February 25, 2015

Not Dark Yet.

In the South, snow is something to celebrate.

The liquor store was packed with the kind of men who walked with their legs far apart, and looked at us too long as we laughed in the parking lot, our eyelashes and teeth cold and wet. 


Erin drove too fast, and we skidded slowly down a back road. I thought briefly of the forested trees outside the window, (wondered how it would feel to wrap metal and bone around their branches), but we adjusted and kept moving forward. 


Pounded tough limes into giant green and orange plastic cups, disguised the taste of cheap gin and drank like we were kids at a driveway hose. 

In bed, I put on the one Bob Dylan song that doesn’t make me feel like I’m listening to a Bob Dylan song

The conversation felt right. Everything has gotten simpler, and when we talk about it the pain is like a bruise and not a wound. 

She smiles about her new relationship, cracks jokes about shaving too much these days, destroying her bedroom floor trying to figure out which shoes to wear. I get serious about my endings. “I’m thankful he’s been in my life these past four years, but I’m just finally realising I deserve more. I don’t just objectively know I deserve more, I actually want it.” 


It always surprising to me how simply endings come -- how quickly your heart can be vacated by every ghost. 
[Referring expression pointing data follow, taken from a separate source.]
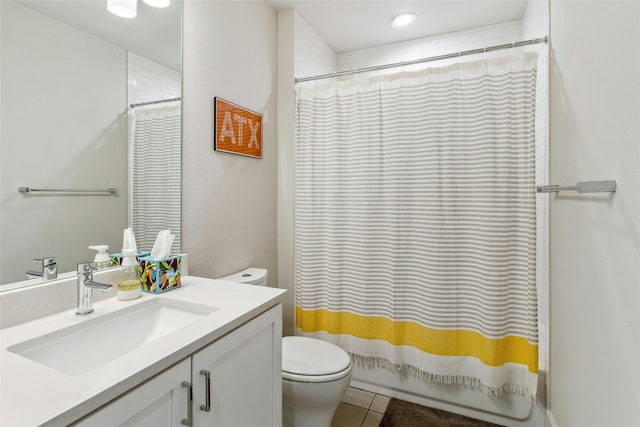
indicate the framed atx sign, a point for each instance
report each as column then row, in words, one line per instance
column 237, row 130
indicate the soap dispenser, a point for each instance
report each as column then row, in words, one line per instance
column 129, row 286
column 101, row 259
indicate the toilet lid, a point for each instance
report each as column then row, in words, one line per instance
column 310, row 356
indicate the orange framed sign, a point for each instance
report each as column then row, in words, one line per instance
column 237, row 130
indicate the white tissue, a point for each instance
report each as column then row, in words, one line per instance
column 128, row 240
column 162, row 246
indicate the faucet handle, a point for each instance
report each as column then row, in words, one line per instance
column 86, row 267
column 47, row 261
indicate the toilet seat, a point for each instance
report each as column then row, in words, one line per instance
column 313, row 360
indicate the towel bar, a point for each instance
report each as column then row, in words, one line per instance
column 581, row 187
column 26, row 190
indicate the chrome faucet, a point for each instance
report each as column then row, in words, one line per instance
column 86, row 285
column 49, row 268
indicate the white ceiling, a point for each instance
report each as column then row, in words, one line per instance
column 347, row 25
column 154, row 33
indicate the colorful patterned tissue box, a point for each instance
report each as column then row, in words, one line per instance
column 116, row 259
column 160, row 275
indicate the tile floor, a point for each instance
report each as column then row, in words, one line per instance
column 360, row 408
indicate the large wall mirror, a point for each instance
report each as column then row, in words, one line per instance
column 82, row 94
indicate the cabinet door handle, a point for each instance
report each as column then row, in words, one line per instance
column 187, row 421
column 207, row 391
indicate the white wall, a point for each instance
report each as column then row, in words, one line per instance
column 431, row 46
column 229, row 201
column 149, row 81
column 595, row 238
column 301, row 52
column 63, row 126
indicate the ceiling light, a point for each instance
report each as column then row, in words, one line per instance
column 403, row 19
column 123, row 8
column 157, row 3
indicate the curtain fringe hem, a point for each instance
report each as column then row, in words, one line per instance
column 405, row 369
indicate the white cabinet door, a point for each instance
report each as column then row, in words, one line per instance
column 160, row 402
column 245, row 376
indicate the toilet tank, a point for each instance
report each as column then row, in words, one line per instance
column 249, row 276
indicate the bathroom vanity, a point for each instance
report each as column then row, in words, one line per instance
column 207, row 354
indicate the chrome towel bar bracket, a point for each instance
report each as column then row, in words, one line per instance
column 581, row 187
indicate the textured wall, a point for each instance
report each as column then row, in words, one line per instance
column 595, row 238
column 228, row 201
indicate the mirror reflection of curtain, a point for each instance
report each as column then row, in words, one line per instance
column 155, row 195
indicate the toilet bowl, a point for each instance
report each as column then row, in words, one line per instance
column 315, row 376
column 315, row 373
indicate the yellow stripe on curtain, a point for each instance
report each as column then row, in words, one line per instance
column 491, row 351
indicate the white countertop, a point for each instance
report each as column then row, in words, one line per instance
column 33, row 394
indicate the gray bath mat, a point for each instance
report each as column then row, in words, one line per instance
column 404, row 414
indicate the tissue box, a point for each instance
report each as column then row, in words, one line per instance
column 116, row 259
column 160, row 275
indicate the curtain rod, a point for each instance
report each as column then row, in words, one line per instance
column 155, row 102
column 544, row 39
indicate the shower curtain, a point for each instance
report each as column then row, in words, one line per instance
column 155, row 150
column 415, row 221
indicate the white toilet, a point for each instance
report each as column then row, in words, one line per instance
column 315, row 373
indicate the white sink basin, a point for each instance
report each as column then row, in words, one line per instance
column 80, row 348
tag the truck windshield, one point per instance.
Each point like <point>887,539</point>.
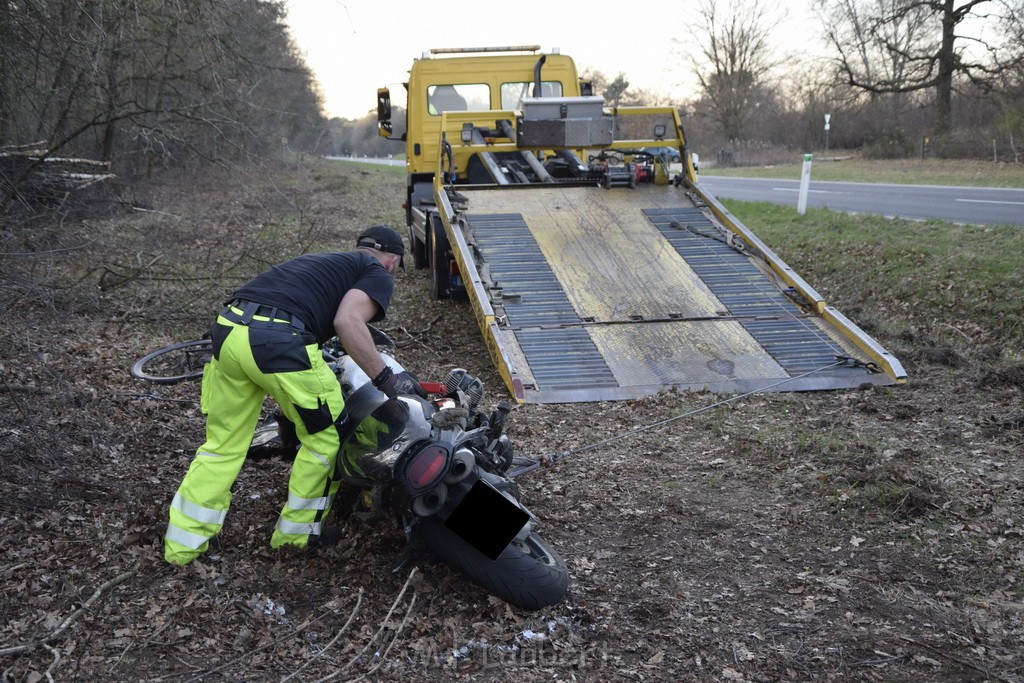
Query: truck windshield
<point>512,93</point>
<point>462,97</point>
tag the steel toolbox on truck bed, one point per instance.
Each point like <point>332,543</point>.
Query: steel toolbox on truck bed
<point>596,275</point>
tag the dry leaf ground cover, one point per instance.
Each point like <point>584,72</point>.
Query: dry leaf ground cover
<point>869,535</point>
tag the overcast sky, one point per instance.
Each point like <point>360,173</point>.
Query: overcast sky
<point>355,46</point>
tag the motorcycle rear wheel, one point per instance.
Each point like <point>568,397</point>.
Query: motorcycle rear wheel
<point>529,575</point>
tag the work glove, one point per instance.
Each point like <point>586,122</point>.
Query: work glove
<point>393,384</point>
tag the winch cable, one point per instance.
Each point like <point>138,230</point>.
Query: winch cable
<point>550,460</point>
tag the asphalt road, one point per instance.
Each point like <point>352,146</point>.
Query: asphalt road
<point>988,206</point>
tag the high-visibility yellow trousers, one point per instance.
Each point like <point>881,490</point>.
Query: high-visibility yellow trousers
<point>251,361</point>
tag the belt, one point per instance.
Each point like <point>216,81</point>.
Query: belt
<point>243,311</point>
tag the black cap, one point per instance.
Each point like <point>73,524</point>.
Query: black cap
<point>382,238</point>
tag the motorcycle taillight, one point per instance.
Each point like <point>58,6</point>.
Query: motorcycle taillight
<point>426,467</point>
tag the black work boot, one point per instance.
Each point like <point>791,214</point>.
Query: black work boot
<point>329,537</point>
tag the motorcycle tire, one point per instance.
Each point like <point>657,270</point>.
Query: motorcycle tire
<point>529,575</point>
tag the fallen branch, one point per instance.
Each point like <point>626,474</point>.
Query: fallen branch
<point>55,635</point>
<point>289,636</point>
<point>355,609</point>
<point>383,626</point>
<point>417,339</point>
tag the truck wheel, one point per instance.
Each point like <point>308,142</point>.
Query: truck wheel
<point>440,272</point>
<point>418,250</point>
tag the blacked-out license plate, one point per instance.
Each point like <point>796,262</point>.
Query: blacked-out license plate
<point>486,520</point>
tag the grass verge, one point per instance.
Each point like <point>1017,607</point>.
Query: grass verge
<point>901,171</point>
<point>902,278</point>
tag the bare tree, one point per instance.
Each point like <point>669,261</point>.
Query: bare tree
<point>732,60</point>
<point>906,46</point>
<point>137,81</point>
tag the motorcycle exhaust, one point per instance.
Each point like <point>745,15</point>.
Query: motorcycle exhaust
<point>431,502</point>
<point>462,465</point>
<point>458,380</point>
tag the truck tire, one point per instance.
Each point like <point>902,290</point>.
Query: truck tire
<point>529,575</point>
Knowing I could be gone for a year, I looked at everything with more joy and more sorrow. 

Deepan angled into the corner of the bar, serious-eyed but smiling. 

My sister sleeping by her window in the morning, pink and snowy. 

My own reflection, pale and reluctantly hopeful. 

I’ll be laughing for years at the memory of Erin running down the hallway naked, a fistful of weed clutched in her palm. 

When I lean back against the grey walls, the lyrics ring in my head:  I know it looks like I’m movin’ / but I’m standin’ still.